Cash machines: are their days numbered?
Why not turn an old cardboard box “into a cash machine with buttons and pretend screen for lots of pretend play with money”? That’s one of the suggestions listed in a press release from BMO Global Asset Management on the matter of how to keep your children entertained over half term. There are various other unattractive ideas (bury money in mud for the kids to dig up… ). But this is by far the most useless.
Why? Two reasons. First cash machines are a dying breed. As we use debit cards and in particular contactless more and more, demand falls. And as demand falls (cash machine usage has been falling at a rate of about 6% a year), it makes sense (to the operators) at least to cut back on the number of machines. The number available is now falling by around 500 a month (and rising), something exacerbated by a fall in the fee providers receive per withdrawal.

Those cash machines that remain often charge for use. In Great Yarmouth, for example, half of the remaining cashpoints charge a fee (up to £2 a go). And in many other (mostly poor) areas, there were falls in the number of free-to-use machines of 30%-plus in 2018. Residents in 153 UK postal codes have no access to a free machine (they have to travel at least a kilometre to get to one).

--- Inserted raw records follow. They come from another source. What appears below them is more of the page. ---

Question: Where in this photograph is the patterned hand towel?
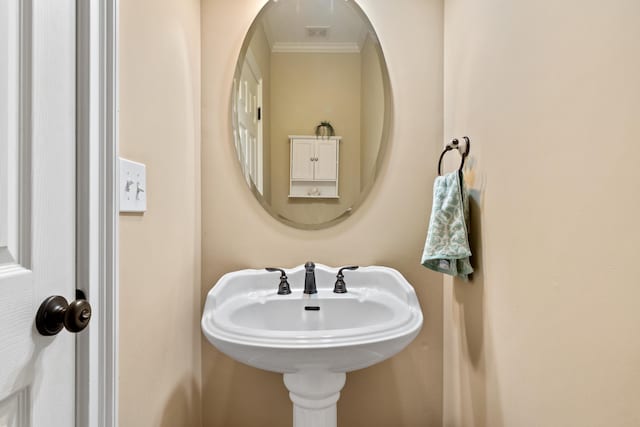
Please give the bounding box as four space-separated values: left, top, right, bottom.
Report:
422 172 473 280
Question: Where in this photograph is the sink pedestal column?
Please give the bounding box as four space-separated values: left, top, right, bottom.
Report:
284 371 347 427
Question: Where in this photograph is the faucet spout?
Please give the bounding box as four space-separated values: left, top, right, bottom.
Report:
304 261 318 295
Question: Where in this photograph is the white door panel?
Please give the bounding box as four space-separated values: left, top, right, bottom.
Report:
315 140 338 181
0 0 76 427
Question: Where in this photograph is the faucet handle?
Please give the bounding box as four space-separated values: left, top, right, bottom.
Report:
333 265 359 294
265 267 291 295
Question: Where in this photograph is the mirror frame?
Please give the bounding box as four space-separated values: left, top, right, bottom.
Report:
229 0 393 230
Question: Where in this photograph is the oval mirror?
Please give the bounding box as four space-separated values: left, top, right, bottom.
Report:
231 0 391 229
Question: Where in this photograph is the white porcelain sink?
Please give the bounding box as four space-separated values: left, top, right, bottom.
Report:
202 264 422 426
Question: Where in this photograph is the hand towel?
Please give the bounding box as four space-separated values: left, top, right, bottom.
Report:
422 171 473 280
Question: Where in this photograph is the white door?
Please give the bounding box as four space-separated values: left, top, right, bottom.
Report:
291 139 315 181
315 140 338 181
238 51 263 194
0 0 76 427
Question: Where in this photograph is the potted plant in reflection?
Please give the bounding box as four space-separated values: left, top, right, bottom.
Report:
316 121 336 138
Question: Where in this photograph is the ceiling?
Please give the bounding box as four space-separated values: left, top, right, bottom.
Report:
262 0 373 52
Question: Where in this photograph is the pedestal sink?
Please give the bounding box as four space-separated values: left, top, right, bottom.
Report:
201 264 422 427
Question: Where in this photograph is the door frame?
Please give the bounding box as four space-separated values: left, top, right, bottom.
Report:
76 0 119 427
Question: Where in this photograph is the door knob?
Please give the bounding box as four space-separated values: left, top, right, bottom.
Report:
36 292 91 336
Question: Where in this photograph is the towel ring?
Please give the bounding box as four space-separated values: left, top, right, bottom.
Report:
438 136 471 176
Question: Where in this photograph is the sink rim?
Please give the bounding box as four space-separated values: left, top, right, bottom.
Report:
201 264 423 349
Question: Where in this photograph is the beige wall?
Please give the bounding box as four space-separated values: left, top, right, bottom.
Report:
443 0 640 427
271 53 361 224
119 0 201 427
360 36 385 189
202 0 443 427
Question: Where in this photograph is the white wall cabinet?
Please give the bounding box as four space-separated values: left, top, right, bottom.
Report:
289 135 342 199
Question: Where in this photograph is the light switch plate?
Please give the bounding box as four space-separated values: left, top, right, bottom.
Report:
120 157 147 212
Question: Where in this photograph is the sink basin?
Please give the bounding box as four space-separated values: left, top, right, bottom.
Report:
202 264 422 426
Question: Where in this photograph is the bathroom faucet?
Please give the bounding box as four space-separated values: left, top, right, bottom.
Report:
304 261 318 295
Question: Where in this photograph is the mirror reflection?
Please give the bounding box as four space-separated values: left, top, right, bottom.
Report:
231 0 390 228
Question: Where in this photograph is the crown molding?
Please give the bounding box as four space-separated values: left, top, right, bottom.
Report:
271 42 360 53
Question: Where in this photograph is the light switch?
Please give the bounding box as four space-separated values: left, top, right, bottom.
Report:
120 157 147 212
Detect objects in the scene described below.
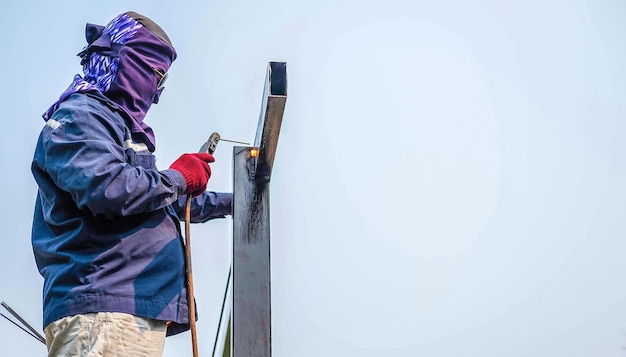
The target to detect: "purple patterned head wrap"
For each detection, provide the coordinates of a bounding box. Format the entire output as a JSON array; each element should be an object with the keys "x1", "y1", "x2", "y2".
[{"x1": 43, "y1": 12, "x2": 176, "y2": 151}]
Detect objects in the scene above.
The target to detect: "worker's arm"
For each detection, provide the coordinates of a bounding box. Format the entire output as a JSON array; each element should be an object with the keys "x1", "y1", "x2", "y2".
[
  {"x1": 172, "y1": 191, "x2": 233, "y2": 223},
  {"x1": 33, "y1": 96, "x2": 186, "y2": 218}
]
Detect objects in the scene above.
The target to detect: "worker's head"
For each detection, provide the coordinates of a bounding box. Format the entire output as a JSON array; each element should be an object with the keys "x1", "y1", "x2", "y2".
[{"x1": 79, "y1": 11, "x2": 176, "y2": 128}]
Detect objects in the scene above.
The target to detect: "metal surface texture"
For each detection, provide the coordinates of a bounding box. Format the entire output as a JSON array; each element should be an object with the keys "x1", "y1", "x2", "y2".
[
  {"x1": 226, "y1": 62, "x2": 287, "y2": 357},
  {"x1": 252, "y1": 62, "x2": 287, "y2": 181},
  {"x1": 231, "y1": 146, "x2": 271, "y2": 357}
]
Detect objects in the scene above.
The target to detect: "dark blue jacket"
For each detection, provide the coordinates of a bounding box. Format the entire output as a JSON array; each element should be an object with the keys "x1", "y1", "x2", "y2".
[{"x1": 32, "y1": 92, "x2": 232, "y2": 335}]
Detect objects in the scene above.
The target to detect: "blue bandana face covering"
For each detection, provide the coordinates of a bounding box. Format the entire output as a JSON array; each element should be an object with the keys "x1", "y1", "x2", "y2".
[{"x1": 43, "y1": 12, "x2": 176, "y2": 151}]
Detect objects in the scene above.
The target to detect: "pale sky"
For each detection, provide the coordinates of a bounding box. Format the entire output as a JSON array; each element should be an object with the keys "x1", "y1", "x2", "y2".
[{"x1": 0, "y1": 0, "x2": 626, "y2": 357}]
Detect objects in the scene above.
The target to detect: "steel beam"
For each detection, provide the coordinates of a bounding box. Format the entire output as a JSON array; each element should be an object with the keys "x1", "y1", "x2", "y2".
[{"x1": 230, "y1": 62, "x2": 287, "y2": 357}]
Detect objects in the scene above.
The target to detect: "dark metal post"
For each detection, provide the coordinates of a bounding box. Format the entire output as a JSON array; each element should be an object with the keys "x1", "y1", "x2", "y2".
[{"x1": 230, "y1": 62, "x2": 287, "y2": 357}]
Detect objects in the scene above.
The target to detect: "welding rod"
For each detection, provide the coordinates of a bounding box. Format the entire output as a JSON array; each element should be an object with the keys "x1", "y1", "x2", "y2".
[{"x1": 0, "y1": 301, "x2": 46, "y2": 345}]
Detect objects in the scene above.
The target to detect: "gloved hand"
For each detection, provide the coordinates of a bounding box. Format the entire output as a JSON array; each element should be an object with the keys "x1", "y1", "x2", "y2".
[{"x1": 170, "y1": 153, "x2": 215, "y2": 196}]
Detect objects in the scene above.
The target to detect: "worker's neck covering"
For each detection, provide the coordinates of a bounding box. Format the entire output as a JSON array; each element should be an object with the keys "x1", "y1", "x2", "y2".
[{"x1": 43, "y1": 12, "x2": 176, "y2": 151}]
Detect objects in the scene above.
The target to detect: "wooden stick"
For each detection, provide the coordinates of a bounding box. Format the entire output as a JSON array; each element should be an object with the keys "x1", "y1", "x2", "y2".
[{"x1": 185, "y1": 194, "x2": 198, "y2": 357}]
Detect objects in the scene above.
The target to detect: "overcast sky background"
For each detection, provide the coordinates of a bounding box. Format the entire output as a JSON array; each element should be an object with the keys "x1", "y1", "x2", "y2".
[{"x1": 0, "y1": 0, "x2": 626, "y2": 357}]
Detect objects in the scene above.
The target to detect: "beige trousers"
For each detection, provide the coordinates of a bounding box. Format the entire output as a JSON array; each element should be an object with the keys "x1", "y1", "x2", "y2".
[{"x1": 44, "y1": 312, "x2": 167, "y2": 357}]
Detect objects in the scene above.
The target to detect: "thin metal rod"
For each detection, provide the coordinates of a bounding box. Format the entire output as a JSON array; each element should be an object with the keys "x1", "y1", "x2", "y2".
[
  {"x1": 211, "y1": 264, "x2": 233, "y2": 357},
  {"x1": 0, "y1": 301, "x2": 46, "y2": 344},
  {"x1": 0, "y1": 313, "x2": 46, "y2": 345},
  {"x1": 185, "y1": 194, "x2": 198, "y2": 357},
  {"x1": 220, "y1": 138, "x2": 250, "y2": 146}
]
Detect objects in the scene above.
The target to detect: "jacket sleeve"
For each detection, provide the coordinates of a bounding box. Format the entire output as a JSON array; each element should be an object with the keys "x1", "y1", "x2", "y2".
[
  {"x1": 39, "y1": 100, "x2": 185, "y2": 218},
  {"x1": 172, "y1": 192, "x2": 233, "y2": 223}
]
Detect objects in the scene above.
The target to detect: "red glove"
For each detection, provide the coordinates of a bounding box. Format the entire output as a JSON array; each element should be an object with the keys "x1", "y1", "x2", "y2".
[{"x1": 170, "y1": 153, "x2": 215, "y2": 196}]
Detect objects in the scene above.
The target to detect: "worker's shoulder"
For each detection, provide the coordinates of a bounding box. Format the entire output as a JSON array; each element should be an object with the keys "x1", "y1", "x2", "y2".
[{"x1": 50, "y1": 93, "x2": 124, "y2": 125}]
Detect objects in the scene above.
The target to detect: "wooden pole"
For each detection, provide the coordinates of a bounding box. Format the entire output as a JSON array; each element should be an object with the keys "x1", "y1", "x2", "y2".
[{"x1": 185, "y1": 194, "x2": 198, "y2": 357}]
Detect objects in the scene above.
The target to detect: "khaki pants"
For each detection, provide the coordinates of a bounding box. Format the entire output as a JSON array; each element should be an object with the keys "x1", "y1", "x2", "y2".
[{"x1": 44, "y1": 312, "x2": 167, "y2": 357}]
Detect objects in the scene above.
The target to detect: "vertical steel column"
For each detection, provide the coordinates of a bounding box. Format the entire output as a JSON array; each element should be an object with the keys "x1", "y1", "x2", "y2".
[{"x1": 230, "y1": 62, "x2": 287, "y2": 357}]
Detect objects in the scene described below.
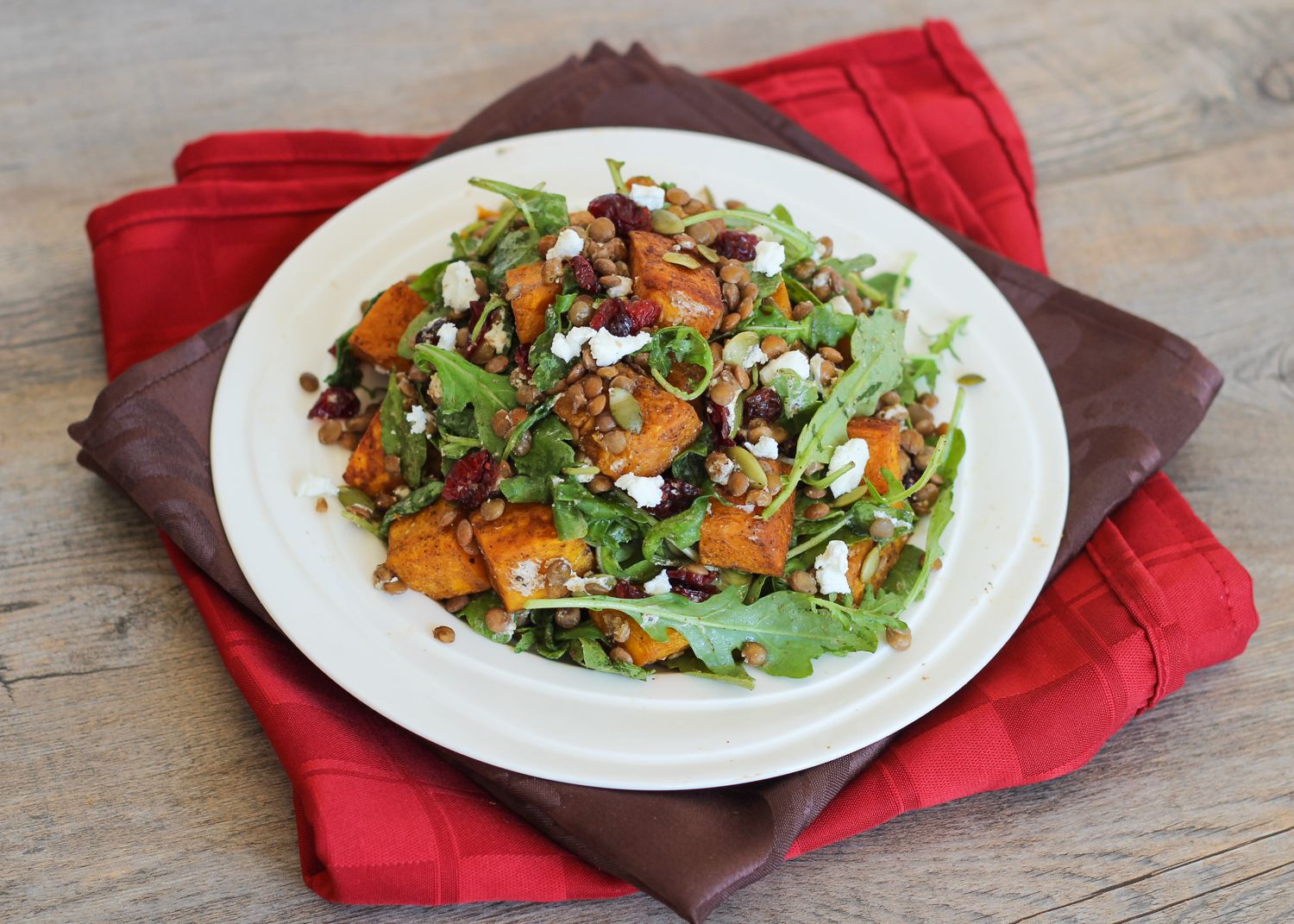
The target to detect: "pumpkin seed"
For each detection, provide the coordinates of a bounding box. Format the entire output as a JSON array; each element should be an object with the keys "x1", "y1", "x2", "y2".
[
  {"x1": 724, "y1": 447, "x2": 769, "y2": 488},
  {"x1": 608, "y1": 388, "x2": 644, "y2": 434},
  {"x1": 660, "y1": 250, "x2": 701, "y2": 269},
  {"x1": 651, "y1": 209, "x2": 683, "y2": 235}
]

Look at the new world of cash machines like this and the truth is that if you wanted your kids to play cashpoints in a way that might help them as adults, you’d have to make the them take two buses, walk two miles and then hand over £1.50 just to be allowed to use the thing in the first place.
The second reason is about very low and negative interest rates – in our new world of no returns on deposits isn’t everyone going to keep more cash at home? And, if so, who needs cashpoints? Because in the world of negative interest rates we are heading for, everyone is going to keep their cash at home. People in the US, Europe and Japan are “hoarding physical cash like never before” says Bloomberg.

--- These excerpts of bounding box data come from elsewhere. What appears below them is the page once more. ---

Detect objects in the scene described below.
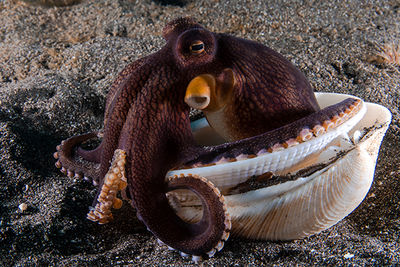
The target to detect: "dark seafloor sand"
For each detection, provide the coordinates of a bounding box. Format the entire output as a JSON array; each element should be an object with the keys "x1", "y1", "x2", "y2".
[{"x1": 0, "y1": 0, "x2": 400, "y2": 266}]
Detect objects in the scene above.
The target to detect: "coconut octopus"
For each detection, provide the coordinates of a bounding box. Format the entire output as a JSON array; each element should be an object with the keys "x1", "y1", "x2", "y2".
[{"x1": 54, "y1": 18, "x2": 391, "y2": 261}]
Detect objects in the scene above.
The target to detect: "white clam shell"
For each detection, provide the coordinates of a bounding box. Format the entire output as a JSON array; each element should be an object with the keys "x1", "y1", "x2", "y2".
[
  {"x1": 168, "y1": 93, "x2": 391, "y2": 240},
  {"x1": 166, "y1": 93, "x2": 366, "y2": 192}
]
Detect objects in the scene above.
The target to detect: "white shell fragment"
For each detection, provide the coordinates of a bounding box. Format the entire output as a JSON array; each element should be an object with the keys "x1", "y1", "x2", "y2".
[{"x1": 167, "y1": 93, "x2": 391, "y2": 240}]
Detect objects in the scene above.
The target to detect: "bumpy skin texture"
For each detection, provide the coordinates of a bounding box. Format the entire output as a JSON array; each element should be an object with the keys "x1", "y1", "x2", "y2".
[{"x1": 55, "y1": 18, "x2": 354, "y2": 255}]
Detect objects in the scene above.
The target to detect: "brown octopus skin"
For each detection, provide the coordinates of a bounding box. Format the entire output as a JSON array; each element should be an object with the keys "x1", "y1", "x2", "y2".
[{"x1": 55, "y1": 18, "x2": 356, "y2": 260}]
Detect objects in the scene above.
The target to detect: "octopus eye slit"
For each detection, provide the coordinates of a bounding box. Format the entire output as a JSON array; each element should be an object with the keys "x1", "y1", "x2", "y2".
[{"x1": 190, "y1": 40, "x2": 204, "y2": 54}]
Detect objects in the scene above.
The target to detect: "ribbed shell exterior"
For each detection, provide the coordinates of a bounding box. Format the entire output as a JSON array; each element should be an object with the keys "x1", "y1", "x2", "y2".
[{"x1": 169, "y1": 94, "x2": 391, "y2": 240}]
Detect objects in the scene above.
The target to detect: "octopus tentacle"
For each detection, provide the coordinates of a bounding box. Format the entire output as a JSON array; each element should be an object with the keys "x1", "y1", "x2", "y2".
[
  {"x1": 161, "y1": 175, "x2": 231, "y2": 261},
  {"x1": 185, "y1": 98, "x2": 362, "y2": 168},
  {"x1": 87, "y1": 149, "x2": 127, "y2": 224},
  {"x1": 53, "y1": 132, "x2": 101, "y2": 183}
]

In the US currency in circulation stood at about 5.6% of GDP in 2008. It is now 8.2% – “close to the highest level in 36 years.” And that cash looks to be being used not so much as something to use to exchange value, but as an actual as a store of value – the number of $100 bills held is up, for example. And why not? If you don’t much trust the banks and they aren’t paying you interest anyway, why let them look after your cash.
I have an idea for a more realistic half term game. How about burying Mummy’s money under the mattress while she shops online for a safe?